Like most Moroccan salads, this dish features a cooked vegetable, which is then flavored with spices and fresh herbs. This dish is best made a bit ahead of time (day before, or a few hours prior to serving) to allow ample time for flavors to meld. When I learned this recipe in a rooftop kitchen in Morocco, all the quantities were approximate and improvised, so I've done my best to capture them here. Feel free to add larger amounts of garlic, chili etc. for a spicier end product.
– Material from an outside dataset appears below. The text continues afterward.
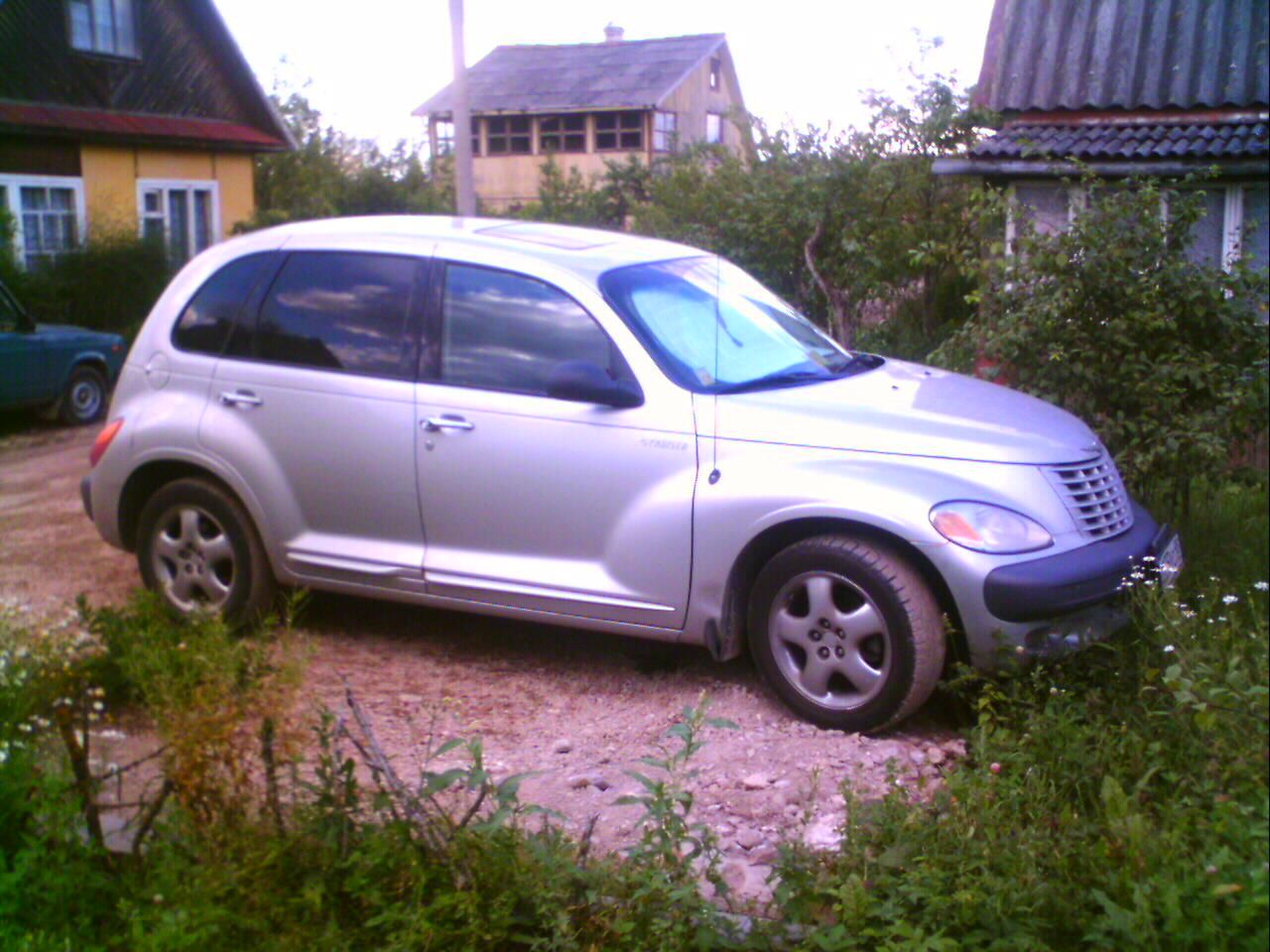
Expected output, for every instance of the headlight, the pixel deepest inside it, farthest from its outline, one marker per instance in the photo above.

Prep time: 30m | Cook time: 45m | Total time: 1h 15m | Serves 6
One large head cauliflower (or two smaller heads), chopped into large florets (~6 c.)
1 lemon, quartered
2 cloves garlic, pressed
1/2 c. or so chopped cilantro (about one bunch)
2 t. ground cumin
2 t. paprika
1 t. chili powder
2 T. lemon juice
1/3 c. good quality olive oil
1 t. salt
Place cauliflower and the quartered lemon in a large pot and add enough water to cover everything. Bring to a boil, cover, and cook about 45 minutes over a low flame until the cauliflower is very soft. Remove lemon sections, and drain cauliflower in a colander. Rinse with cold water; then let it cool to room temperature.
Once cool, add the garlic, spices, lemon juice, olive oil and salt to a large bowl. Use your hand (or a spoon) to mix well; then add cauliflower and use your hands to break up the florets as you incorporate them with the dressing. Keep going until the cauliflower is uniformly mashed, then let it sit at least 30 minutes to allow flavors to meld.
Serve at room temperature. Can be made up to a day in advance and refrigerated (just take it out an hour or so before serving so it can warm a bit).